На улице способность изъясняться с помощью основного средства человеческого общения вернулась к Шумскому не сразу. На мой вопрос, как ему лекция, он молча показал большой палец. На уточнение, будет ли и дальше ходить на занятия по языкознанию, ответил недоумённо-возмущённый взглядом: как я могу в этом сомневаться? А на оптимистичное предположение «Представляешь, вот поступишь ты на филфак, придёшь на лекцию, для всех – тёмный лес, а ты уже подкованный!», рассеянно кивнул. Видимо, он подыскивал слова, которые наиболее точно отражали бы его переживания, а изливать чувства пустословием считал недостойным момента. Мы уже поднялись на два квартала и почти подошли к троллейбусной остановке, когда Вася, наконец, мечтательно выдохнул:

– Обалдеть!

Шумский и Зимилис считали: теперь я должен познакомить их с Вероникой. И даже пытались шантажировать: если я откажусь, значит, я стесняюсь признать их друзьями, а коли так, то я – не настоящий друг, и положиться на меня в трудную минуту нельзя. Их расчёт угадывался без рентгена: Вероника познакомит их со своими подругами по университету, и тогда, может быть, им тоже выгорит с сексом (от наших одноклассниц подобной любезности ждать не приходилось: большинство берегло себя для будущих женихов, а те, кого можно было заподозрить в нетерпении, встречались с более взрослыми парнями).

В чём-то они были правы: на их месте и я бы надеялся на подобную дружескую услугу. И, понятное дело, я стеснялся представлять их Веронике. Но и у меня была своя правота.

– Да вы сбрендили, – объяснял я друзьям. – Мы и так от всех прячемся! Она только-только перестала смотреть на меня, как на молокососа. Для неё школа – вчерашний день, даже позавчерашний. А тут: «Познакомься, дорогая, это мои одноклассники», так что ли? Хотите, чтобы она меня бросила?

Этого они не хотели, но насупились. А недели через две они вторглись в кафе, где сидели мы с Вероникой и заняли столик наискосок от нас. Да ещё имели наглость сдвинуть его на полметра в нашу сторону. Им казалось, они ведут непринуждённую светскую беседу, а на деле их голоса отчётливо пробивали общий гомон, чтобы поведать окружающим доморощенные версии, почему Ван Гог отрезал себе ухо. Я старался не смотреть в их сторону, а они в нашу – пялились почти без зазрения. Вечером пришлось устроить им разнос.

– Ладно, больше не будем, – миролюбиво пообещал Шумский. – Сам понимаешь, хотели ознакомиться: «Кто такая? Как выглядит?» Шикарная женщина! Ты счастливчик, ядрён-батон!

– Не упусти её, сынок, – Зимилис с видом старого ловеласа похлопал меня по плечу. – Такой бюст на дороге не валяется!

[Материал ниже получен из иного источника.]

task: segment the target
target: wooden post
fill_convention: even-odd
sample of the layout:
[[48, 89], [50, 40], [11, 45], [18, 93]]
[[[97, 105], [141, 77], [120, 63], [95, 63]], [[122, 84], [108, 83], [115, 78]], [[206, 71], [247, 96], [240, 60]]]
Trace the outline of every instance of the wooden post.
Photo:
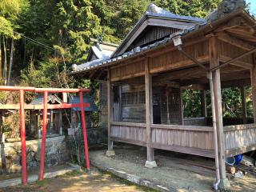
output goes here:
[[145, 63], [145, 94], [146, 94], [146, 154], [147, 161], [146, 166], [153, 168], [157, 166], [154, 162], [154, 149], [151, 148], [151, 128], [153, 123], [152, 117], [152, 76], [150, 74], [149, 58], [147, 58]]
[[183, 110], [183, 90], [180, 88], [180, 112], [181, 112], [181, 124], [184, 125], [184, 110]]
[[255, 58], [254, 57], [254, 65], [253, 69], [250, 70], [250, 79], [252, 87], [252, 100], [253, 100], [253, 109], [254, 109], [254, 120], [256, 123], [256, 66]]
[[122, 86], [118, 86], [119, 90], [119, 114], [118, 114], [118, 120], [119, 122], [122, 121]]
[[202, 116], [207, 118], [206, 90], [201, 91]]
[[[218, 53], [218, 40], [215, 36], [210, 36], [209, 38], [209, 56], [210, 69], [218, 66], [219, 57]], [[226, 189], [229, 183], [226, 177], [226, 165], [225, 165], [225, 145], [224, 145], [224, 132], [223, 132], [223, 120], [222, 120], [222, 90], [220, 70], [218, 69], [212, 72], [213, 87], [211, 90], [212, 97], [214, 98], [214, 111], [216, 116], [216, 127], [218, 137], [218, 163], [220, 174], [220, 188]]]
[[247, 123], [247, 110], [246, 110], [245, 87], [243, 86], [240, 87], [240, 92], [241, 92], [241, 98], [242, 98], [242, 122], [243, 122], [243, 124], [246, 124]]
[[110, 70], [107, 71], [107, 151], [106, 153], [106, 156], [114, 155], [114, 151], [113, 150], [113, 141], [110, 139], [111, 136], [111, 122], [112, 122], [112, 87], [110, 81]]
[[169, 110], [169, 90], [166, 88], [166, 124], [170, 125], [170, 110]]

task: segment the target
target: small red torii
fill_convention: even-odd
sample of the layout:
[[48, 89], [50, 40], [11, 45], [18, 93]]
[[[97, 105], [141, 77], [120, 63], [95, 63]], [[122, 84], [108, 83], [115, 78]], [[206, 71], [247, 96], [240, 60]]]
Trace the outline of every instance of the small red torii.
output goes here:
[[[23, 185], [27, 184], [26, 127], [25, 127], [25, 109], [24, 109], [25, 91], [34, 92], [34, 93], [43, 93], [43, 119], [42, 119], [42, 147], [41, 147], [42, 149], [41, 149], [41, 156], [40, 156], [39, 180], [43, 179], [43, 174], [44, 174], [46, 126], [47, 126], [47, 108], [48, 109], [69, 109], [73, 107], [81, 108], [86, 169], [90, 170], [89, 151], [88, 151], [87, 133], [86, 133], [86, 115], [84, 111], [84, 108], [90, 107], [90, 104], [83, 102], [83, 93], [89, 93], [90, 92], [89, 89], [34, 88], [34, 87], [26, 87], [26, 86], [0, 86], [0, 91], [19, 91]], [[62, 104], [47, 105], [48, 93], [79, 93], [80, 103], [76, 103], [76, 104], [62, 103]]]

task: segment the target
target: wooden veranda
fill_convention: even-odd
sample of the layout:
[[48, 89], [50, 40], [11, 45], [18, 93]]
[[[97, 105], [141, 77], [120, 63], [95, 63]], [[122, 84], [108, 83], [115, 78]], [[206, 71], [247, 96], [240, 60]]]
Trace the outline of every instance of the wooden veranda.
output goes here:
[[[73, 74], [107, 82], [108, 150], [113, 150], [114, 141], [144, 146], [151, 162], [154, 149], [218, 157], [216, 166], [221, 179], [225, 179], [226, 157], [256, 149], [256, 124], [246, 124], [244, 96], [244, 86], [251, 86], [256, 123], [255, 23], [247, 12], [238, 10], [211, 23], [173, 33], [154, 46], [134, 49], [125, 55], [116, 52], [115, 57], [93, 66], [74, 67]], [[231, 86], [242, 91], [242, 125], [223, 123], [221, 91]], [[165, 91], [159, 91], [159, 87]], [[210, 90], [210, 121], [206, 120], [205, 102], [204, 117], [184, 118], [181, 93], [188, 88], [202, 90], [202, 101], [206, 90]], [[132, 97], [122, 93], [133, 91], [145, 93], [138, 96], [142, 101], [138, 97], [138, 102], [122, 98]], [[159, 112], [155, 111], [156, 101]]]

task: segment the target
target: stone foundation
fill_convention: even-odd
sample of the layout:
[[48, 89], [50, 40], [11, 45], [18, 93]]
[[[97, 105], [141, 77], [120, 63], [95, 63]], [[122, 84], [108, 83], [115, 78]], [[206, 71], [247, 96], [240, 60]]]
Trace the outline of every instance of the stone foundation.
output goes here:
[[[26, 142], [27, 170], [40, 165], [41, 139]], [[46, 144], [46, 166], [50, 167], [69, 159], [65, 136], [48, 138]], [[0, 174], [22, 171], [21, 142], [0, 143]]]
[[99, 143], [107, 143], [107, 129], [91, 128], [87, 129], [87, 138], [89, 146]]

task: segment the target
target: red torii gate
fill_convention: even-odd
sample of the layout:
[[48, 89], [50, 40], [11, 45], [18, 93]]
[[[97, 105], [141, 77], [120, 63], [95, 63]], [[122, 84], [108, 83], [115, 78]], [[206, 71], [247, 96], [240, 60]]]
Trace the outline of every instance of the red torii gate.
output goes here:
[[[25, 127], [25, 109], [24, 109], [24, 93], [25, 91], [43, 93], [43, 119], [42, 119], [42, 147], [40, 156], [40, 172], [39, 180], [43, 179], [44, 166], [45, 166], [45, 153], [46, 153], [46, 126], [47, 126], [47, 109], [69, 109], [73, 107], [80, 107], [82, 114], [82, 124], [83, 141], [85, 146], [85, 158], [86, 161], [86, 169], [90, 170], [89, 151], [86, 133], [86, 121], [84, 108], [90, 107], [89, 103], [83, 102], [83, 93], [89, 93], [88, 89], [62, 89], [62, 88], [34, 88], [26, 86], [0, 86], [0, 91], [19, 91], [19, 105], [21, 116], [21, 138], [22, 138], [22, 183], [27, 183], [27, 170], [26, 170], [26, 127]], [[54, 104], [47, 105], [48, 93], [79, 93], [80, 103], [76, 104]]]

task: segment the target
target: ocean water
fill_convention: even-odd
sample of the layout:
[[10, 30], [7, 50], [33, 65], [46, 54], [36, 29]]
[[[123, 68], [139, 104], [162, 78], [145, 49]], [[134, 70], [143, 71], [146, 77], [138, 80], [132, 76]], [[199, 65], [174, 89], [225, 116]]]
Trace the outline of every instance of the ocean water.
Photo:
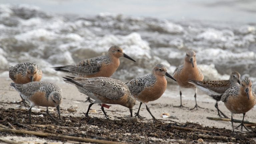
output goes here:
[[159, 63], [172, 74], [188, 50], [196, 52], [205, 80], [228, 79], [234, 71], [256, 80], [256, 23], [171, 20], [108, 13], [83, 16], [2, 4], [0, 32], [0, 76], [8, 77], [11, 66], [29, 61], [41, 67], [42, 80], [61, 81], [65, 74], [51, 67], [105, 54], [117, 45], [136, 61], [120, 58], [112, 77], [125, 82], [149, 73]]

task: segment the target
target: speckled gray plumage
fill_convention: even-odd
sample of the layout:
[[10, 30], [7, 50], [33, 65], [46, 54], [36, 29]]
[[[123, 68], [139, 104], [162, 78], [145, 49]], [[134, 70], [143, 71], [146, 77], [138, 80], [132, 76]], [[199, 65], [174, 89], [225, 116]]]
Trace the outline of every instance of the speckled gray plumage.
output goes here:
[[135, 78], [125, 84], [131, 93], [137, 95], [145, 88], [153, 86], [156, 82], [156, 77], [153, 74]]
[[73, 65], [57, 67], [55, 69], [69, 73], [74, 76], [84, 77], [96, 74], [100, 71], [103, 63], [107, 65], [111, 61], [111, 57], [108, 55], [84, 60]]
[[[62, 99], [62, 90], [55, 84], [45, 81], [32, 82], [25, 84], [17, 84], [12, 83], [10, 86], [17, 90], [24, 99], [29, 101], [28, 98], [32, 97], [35, 93], [42, 92], [45, 93], [45, 97], [47, 101], [50, 94], [53, 92], [57, 92], [58, 97], [55, 99], [61, 101]], [[54, 95], [55, 96], [55, 95]]]
[[[162, 68], [163, 69], [166, 68], [164, 65], [161, 64], [158, 64], [155, 67]], [[154, 74], [153, 69], [151, 74], [148, 75], [135, 78], [125, 84], [128, 86], [130, 91], [132, 94], [138, 95], [146, 88], [150, 89], [150, 87], [153, 87], [156, 83], [157, 78]]]
[[75, 82], [65, 80], [64, 81], [74, 84], [80, 92], [89, 97], [92, 94], [95, 93], [111, 100], [116, 100], [126, 94], [131, 95], [127, 86], [119, 80], [105, 77], [77, 78], [72, 80]]
[[9, 77], [13, 80], [15, 80], [15, 75], [20, 74], [23, 76], [25, 76], [27, 74], [27, 69], [30, 70], [33, 73], [33, 71], [37, 70], [37, 74], [42, 74], [41, 69], [38, 65], [30, 62], [26, 62], [17, 64], [14, 66], [11, 66], [9, 68]]
[[[220, 100], [222, 94], [229, 88], [239, 85], [238, 83], [240, 80], [240, 75], [238, 72], [232, 72], [228, 80], [211, 80], [208, 81], [199, 81], [190, 80], [189, 81], [193, 82], [198, 86], [199, 89], [204, 88], [216, 92], [219, 94], [211, 94], [209, 96], [217, 101]], [[201, 89], [203, 91], [203, 90]]]

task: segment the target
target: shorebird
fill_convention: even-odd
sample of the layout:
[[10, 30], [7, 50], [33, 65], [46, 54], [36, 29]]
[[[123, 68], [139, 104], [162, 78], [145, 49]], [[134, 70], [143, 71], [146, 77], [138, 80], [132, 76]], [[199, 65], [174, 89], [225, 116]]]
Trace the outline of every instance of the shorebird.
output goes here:
[[[107, 54], [81, 61], [75, 64], [54, 67], [57, 71], [68, 73], [75, 77], [90, 78], [109, 77], [115, 72], [120, 64], [119, 58], [124, 57], [135, 62], [133, 59], [125, 54], [120, 46], [114, 45], [109, 48]], [[92, 102], [89, 97], [86, 102]]]
[[256, 104], [256, 95], [252, 89], [252, 82], [250, 79], [244, 79], [239, 86], [235, 86], [228, 89], [221, 97], [221, 101], [231, 112], [231, 122], [233, 132], [233, 114], [242, 113], [243, 115], [242, 123], [235, 128], [241, 126], [241, 131], [243, 127], [249, 131], [244, 124], [244, 119], [245, 113]]
[[[17, 64], [9, 68], [9, 77], [17, 84], [24, 84], [34, 81], [40, 81], [42, 70], [39, 66], [30, 62]], [[20, 96], [25, 106], [26, 102]]]
[[219, 80], [209, 81], [199, 81], [190, 80], [188, 82], [194, 85], [197, 87], [216, 100], [215, 107], [218, 111], [218, 115], [222, 117], [220, 113], [225, 118], [229, 118], [219, 109], [218, 102], [220, 100], [221, 96], [227, 89], [240, 84], [240, 74], [233, 72], [227, 80]]
[[119, 104], [130, 109], [132, 117], [132, 108], [136, 100], [131, 95], [128, 87], [121, 81], [105, 77], [92, 78], [63, 77], [67, 83], [74, 85], [80, 92], [86, 94], [95, 101], [89, 105], [85, 114], [88, 116], [91, 107], [95, 103], [101, 104], [101, 110], [109, 119], [104, 110], [105, 104]]
[[196, 58], [196, 53], [193, 50], [188, 50], [186, 52], [186, 56], [183, 64], [180, 65], [176, 68], [173, 73], [173, 76], [177, 80], [179, 86], [180, 95], [180, 105], [175, 107], [184, 107], [182, 105], [181, 98], [181, 88], [195, 88], [195, 100], [196, 105], [192, 110], [197, 107], [202, 108], [197, 105], [196, 102], [197, 88], [193, 85], [188, 82], [189, 79], [202, 81], [204, 79], [204, 75], [200, 69], [197, 67]]
[[142, 117], [139, 115], [139, 112], [140, 107], [143, 103], [146, 105], [147, 110], [154, 120], [156, 120], [150, 112], [147, 104], [149, 101], [154, 101], [160, 98], [165, 91], [167, 81], [164, 76], [176, 81], [167, 72], [166, 68], [164, 65], [157, 64], [153, 68], [150, 74], [134, 78], [126, 84], [133, 96], [140, 102], [135, 116], [139, 118]]
[[29, 122], [31, 120], [31, 109], [35, 106], [47, 107], [46, 113], [52, 119], [58, 123], [49, 113], [48, 107], [56, 107], [60, 120], [60, 104], [62, 100], [62, 91], [58, 86], [49, 82], [32, 82], [25, 84], [11, 83], [10, 85], [20, 93], [23, 99], [30, 103], [28, 110]]

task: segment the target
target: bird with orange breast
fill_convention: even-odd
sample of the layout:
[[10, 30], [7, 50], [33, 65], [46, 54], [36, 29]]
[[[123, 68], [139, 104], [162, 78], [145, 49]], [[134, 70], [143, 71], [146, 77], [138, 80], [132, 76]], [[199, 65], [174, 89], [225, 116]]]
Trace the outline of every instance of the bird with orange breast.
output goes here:
[[[9, 77], [16, 84], [24, 84], [32, 81], [40, 81], [42, 73], [39, 66], [26, 62], [17, 64], [9, 68]], [[26, 102], [20, 96], [22, 102], [26, 106]]]
[[233, 125], [233, 114], [241, 114], [243, 115], [243, 120], [240, 125], [235, 128], [241, 126], [241, 131], [243, 127], [249, 131], [244, 124], [244, 119], [245, 113], [254, 106], [256, 104], [256, 95], [252, 89], [252, 82], [248, 78], [243, 79], [239, 86], [235, 86], [228, 89], [221, 97], [221, 101], [224, 102], [225, 106], [231, 112], [231, 122], [232, 128]]
[[32, 123], [31, 111], [35, 106], [47, 107], [46, 113], [58, 123], [49, 112], [48, 107], [56, 107], [60, 119], [60, 105], [62, 100], [62, 90], [56, 84], [49, 82], [32, 82], [25, 84], [12, 83], [10, 86], [18, 91], [23, 99], [30, 103], [28, 110], [29, 122]]
[[[125, 54], [120, 46], [114, 45], [109, 48], [106, 55], [99, 56], [81, 61], [72, 65], [54, 67], [57, 71], [67, 73], [74, 77], [109, 77], [120, 64], [119, 58], [123, 57], [135, 62], [135, 60]], [[86, 101], [92, 101], [88, 97]]]
[[123, 82], [105, 77], [82, 78], [66, 76], [63, 78], [66, 82], [75, 86], [80, 92], [95, 100], [89, 105], [86, 116], [88, 116], [92, 106], [98, 103], [101, 104], [101, 110], [107, 119], [109, 118], [104, 107], [109, 108], [109, 106], [105, 104], [119, 104], [128, 108], [132, 117], [132, 108], [136, 104], [136, 100]]
[[147, 104], [161, 97], [166, 89], [167, 81], [165, 76], [176, 80], [167, 72], [164, 65], [157, 64], [153, 68], [151, 74], [136, 77], [131, 80], [126, 84], [129, 88], [132, 95], [136, 100], [140, 102], [135, 116], [142, 118], [139, 114], [140, 109], [143, 103], [154, 121], [156, 120], [151, 113]]
[[196, 101], [196, 105], [194, 108], [190, 109], [192, 110], [195, 108], [197, 109], [198, 107], [202, 108], [197, 105], [196, 102], [196, 87], [188, 82], [189, 79], [201, 81], [204, 79], [204, 75], [202, 71], [197, 67], [195, 52], [193, 50], [188, 50], [186, 52], [184, 64], [176, 68], [173, 76], [177, 80], [177, 83], [180, 88], [180, 105], [177, 107], [184, 107], [182, 105], [181, 88], [194, 88], [195, 89], [194, 96]]

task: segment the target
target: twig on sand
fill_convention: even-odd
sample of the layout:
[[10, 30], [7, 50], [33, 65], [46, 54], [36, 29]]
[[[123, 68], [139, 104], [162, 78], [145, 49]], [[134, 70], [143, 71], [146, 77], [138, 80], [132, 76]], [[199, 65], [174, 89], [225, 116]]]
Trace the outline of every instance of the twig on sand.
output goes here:
[[213, 139], [219, 140], [227, 140], [229, 139], [231, 139], [232, 140], [236, 140], [235, 138], [233, 138], [233, 137], [229, 138], [228, 137], [224, 137], [223, 136], [211, 136], [210, 135], [203, 135], [201, 134], [196, 134], [193, 133], [192, 133], [192, 135], [193, 136], [196, 136], [201, 138], [207, 139]]
[[40, 127], [42, 128], [46, 128], [48, 127], [50, 127], [52, 128], [55, 127], [54, 125], [37, 125], [37, 124], [31, 124], [31, 126], [34, 127]]
[[245, 124], [244, 125], [246, 127], [252, 127], [256, 126], [256, 124]]
[[21, 143], [19, 142], [16, 142], [14, 141], [9, 140], [6, 139], [2, 138], [0, 138], [0, 142], [3, 142], [4, 143], [10, 144], [20, 144], [21, 143]]
[[6, 129], [0, 128], [0, 131], [3, 132], [13, 132], [18, 134], [27, 134], [34, 135], [42, 137], [52, 137], [56, 139], [61, 139], [68, 140], [73, 140], [81, 142], [85, 142], [93, 143], [106, 144], [124, 144], [119, 142], [108, 141], [104, 140], [100, 140], [90, 138], [83, 138], [79, 137], [75, 137], [71, 136], [62, 135], [60, 134], [51, 134], [40, 132], [27, 131], [25, 130], [18, 130], [11, 129]]
[[10, 126], [11, 128], [13, 129], [16, 129], [12, 125], [12, 124], [11, 124], [11, 123], [10, 123], [9, 122], [8, 122], [8, 123], [7, 123], [8, 124], [8, 125], [9, 125], [9, 126]]
[[[221, 121], [231, 121], [231, 119], [227, 119], [225, 118], [220, 118], [218, 117], [207, 117], [206, 118], [209, 119], [211, 120], [218, 120]], [[236, 123], [241, 123], [242, 122], [242, 121], [241, 120], [235, 120], [234, 119], [234, 122]], [[249, 122], [248, 121], [244, 121], [244, 123], [246, 124], [256, 124], [256, 122]]]
[[21, 124], [21, 123], [20, 123], [18, 122], [16, 124], [17, 124], [17, 125], [18, 125], [19, 126], [22, 126], [24, 128], [27, 128], [28, 129], [30, 129], [31, 128], [30, 126], [29, 126], [28, 125], [26, 126], [23, 124]]

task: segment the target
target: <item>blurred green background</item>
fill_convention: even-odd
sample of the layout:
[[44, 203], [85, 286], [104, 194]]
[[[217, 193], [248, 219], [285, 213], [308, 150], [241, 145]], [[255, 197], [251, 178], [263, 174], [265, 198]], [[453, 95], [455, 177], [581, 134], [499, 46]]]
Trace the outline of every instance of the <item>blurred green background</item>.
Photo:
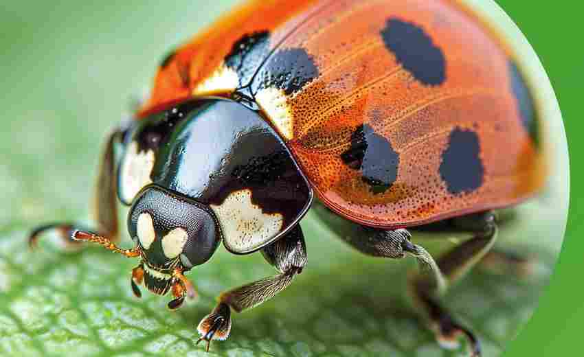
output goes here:
[[[24, 249], [23, 229], [36, 222], [87, 217], [85, 200], [106, 130], [128, 117], [129, 98], [146, 90], [164, 54], [233, 2], [0, 4], [0, 103], [8, 125], [0, 130], [4, 192], [0, 351], [107, 356], [138, 350], [203, 356], [192, 345], [193, 327], [212, 307], [213, 297], [223, 289], [273, 273], [260, 257], [218, 253], [190, 274], [201, 300], [172, 314], [165, 310], [166, 298], [149, 293], [143, 301], [131, 297], [127, 272], [135, 262], [99, 249], [63, 254], [43, 245], [34, 255]], [[489, 6], [482, 0], [471, 2]], [[570, 102], [581, 91], [584, 79], [582, 49], [574, 43], [578, 12], [560, 2], [537, 6], [517, 0], [498, 3], [548, 71], [573, 157], [579, 145], [584, 145], [574, 142], [582, 124], [572, 113], [577, 102]], [[495, 10], [489, 14], [495, 19], [501, 16]], [[513, 41], [521, 45], [519, 39]], [[578, 182], [574, 176], [578, 169], [572, 168], [572, 182]], [[561, 192], [558, 185], [563, 174], [554, 175], [553, 192]], [[580, 192], [577, 185], [572, 187], [572, 197]], [[579, 323], [584, 321], [584, 295], [579, 286], [584, 243], [576, 238], [580, 227], [574, 203], [557, 271], [532, 320], [505, 356], [574, 355], [572, 344], [578, 341]], [[559, 242], [553, 232], [541, 232], [561, 217], [563, 203], [544, 196], [537, 204], [520, 212], [535, 220], [527, 222], [530, 227], [511, 227], [507, 235], [543, 235], [532, 249], [550, 268]], [[431, 336], [412, 316], [404, 292], [391, 284], [375, 284], [402, 280], [411, 262], [388, 269], [388, 261], [365, 260], [330, 238], [313, 218], [310, 216], [304, 227], [314, 238], [307, 238], [310, 269], [301, 275], [304, 280], [272, 303], [235, 316], [234, 336], [229, 343], [214, 345], [211, 356], [385, 356], [388, 351], [392, 356], [458, 356], [436, 349]], [[451, 292], [449, 306], [478, 327], [487, 353], [497, 354], [529, 319], [548, 277], [530, 285], [478, 273]], [[316, 296], [316, 301], [311, 296]], [[388, 306], [380, 306], [380, 297], [388, 297]]]

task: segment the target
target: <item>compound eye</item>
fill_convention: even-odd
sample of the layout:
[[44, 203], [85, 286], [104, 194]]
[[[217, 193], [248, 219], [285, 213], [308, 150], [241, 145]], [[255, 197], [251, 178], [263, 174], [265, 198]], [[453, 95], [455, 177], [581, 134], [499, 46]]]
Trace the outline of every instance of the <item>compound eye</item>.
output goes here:
[[128, 231], [147, 251], [150, 263], [164, 265], [178, 258], [188, 269], [208, 260], [221, 239], [210, 208], [155, 185], [134, 200]]
[[175, 228], [162, 238], [162, 251], [168, 259], [175, 259], [183, 253], [188, 233], [183, 228]]

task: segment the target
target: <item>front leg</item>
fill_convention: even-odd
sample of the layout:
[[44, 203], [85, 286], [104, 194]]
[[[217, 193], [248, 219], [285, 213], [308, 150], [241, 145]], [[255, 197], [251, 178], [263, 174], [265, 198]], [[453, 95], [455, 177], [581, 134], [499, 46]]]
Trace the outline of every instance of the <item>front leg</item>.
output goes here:
[[196, 343], [207, 341], [207, 351], [212, 340], [223, 341], [229, 336], [231, 309], [241, 312], [269, 300], [287, 288], [294, 277], [302, 271], [306, 264], [306, 247], [300, 224], [262, 249], [262, 254], [280, 274], [243, 285], [219, 296], [217, 306], [197, 327], [201, 338]]

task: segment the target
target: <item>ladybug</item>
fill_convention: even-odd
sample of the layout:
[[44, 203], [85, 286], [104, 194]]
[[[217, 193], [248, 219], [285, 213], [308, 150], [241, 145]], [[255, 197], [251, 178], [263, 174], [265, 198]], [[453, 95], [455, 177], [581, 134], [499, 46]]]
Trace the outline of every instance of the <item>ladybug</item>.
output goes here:
[[[321, 205], [351, 222], [339, 236], [357, 250], [416, 259], [412, 295], [438, 341], [466, 339], [476, 356], [479, 341], [438, 297], [489, 252], [494, 210], [545, 185], [540, 126], [512, 51], [458, 1], [252, 1], [166, 56], [149, 98], [110, 134], [97, 228], [47, 224], [30, 243], [56, 231], [138, 257], [134, 294], [170, 292], [170, 309], [195, 295], [185, 273], [221, 242], [261, 251], [278, 273], [219, 297], [197, 327], [208, 350], [232, 310], [302, 271], [300, 222]], [[116, 198], [129, 249], [115, 244]], [[473, 238], [435, 260], [410, 233], [431, 225]]]

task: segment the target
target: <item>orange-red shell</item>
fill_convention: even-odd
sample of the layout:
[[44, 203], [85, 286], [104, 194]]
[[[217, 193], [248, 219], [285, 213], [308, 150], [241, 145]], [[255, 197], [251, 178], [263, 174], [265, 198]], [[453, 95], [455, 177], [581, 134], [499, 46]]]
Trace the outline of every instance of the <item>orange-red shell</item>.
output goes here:
[[[267, 45], [226, 70], [254, 41]], [[292, 53], [291, 65], [278, 56]], [[265, 69], [284, 65], [304, 78], [278, 87]], [[510, 51], [453, 1], [247, 3], [165, 61], [140, 115], [245, 87], [320, 200], [362, 224], [508, 206], [546, 181], [535, 107]]]

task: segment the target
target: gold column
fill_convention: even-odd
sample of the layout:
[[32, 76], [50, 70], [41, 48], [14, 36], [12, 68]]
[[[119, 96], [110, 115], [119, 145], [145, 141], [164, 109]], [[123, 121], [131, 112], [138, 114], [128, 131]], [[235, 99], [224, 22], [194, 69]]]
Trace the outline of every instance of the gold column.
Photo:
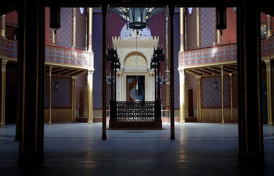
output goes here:
[[16, 8], [20, 29], [16, 129], [18, 126], [17, 163], [24, 167], [44, 161], [45, 62], [42, 59], [45, 56], [45, 7], [41, 1], [20, 3]]
[[92, 8], [89, 10], [89, 52], [92, 52]]
[[87, 116], [87, 123], [92, 124], [93, 122], [93, 104], [92, 103], [92, 89], [93, 86], [93, 70], [88, 70], [87, 72], [87, 84], [88, 88], [88, 114]]
[[0, 23], [1, 25], [0, 26], [0, 36], [4, 38], [6, 38], [6, 35], [5, 34], [5, 15], [1, 15], [0, 18]]
[[233, 100], [232, 99], [232, 73], [229, 73], [229, 77], [230, 78], [230, 109], [231, 111], [231, 123], [233, 122]]
[[[169, 15], [168, 14], [168, 13], [166, 12], [165, 13], [164, 17], [166, 17], [166, 51], [168, 51], [169, 49], [169, 40], [168, 39], [168, 29], [169, 29], [169, 27], [168, 26], [168, 17], [169, 16]], [[169, 70], [169, 54], [168, 52], [166, 52], [166, 72], [165, 73], [165, 77], [166, 78], [166, 106], [168, 107], [169, 107], [169, 80], [170, 79], [169, 78], [170, 77], [170, 71], [168, 70]], [[154, 74], [154, 72], [152, 74], [153, 75]], [[167, 77], [168, 76], [168, 79], [167, 80], [166, 79]], [[152, 87], [154, 86], [154, 81], [152, 81]], [[151, 92], [152, 93], [152, 97], [151, 98], [151, 101], [152, 101], [152, 100], [154, 99], [155, 97], [155, 96], [154, 95], [154, 91], [152, 91]], [[168, 109], [169, 108], [168, 108]], [[168, 112], [167, 113], [168, 115]]]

Я Веронику не упускал, и она меня пока не бросала: последний год школьной жизни прошёл под знаком наших тайных встреч. Два-три раза в неделю сразу после уроков, едва успевая забросить домой портфель и переодеться, я ехал в центр, к университету. Мы встречались в трёхстах метрах от учебного корпуса – где нас не могли увидеть знакомые. А дальше нам идти было некуда. Мы гуляли по центру, сидели в кафешках и снова гуляли. Всё было совсем, как в моих мечтах, но при этом я испытывал совсем не те, чувства, которые ожидал испытать: они были не хуже, а просто другие – не романтические.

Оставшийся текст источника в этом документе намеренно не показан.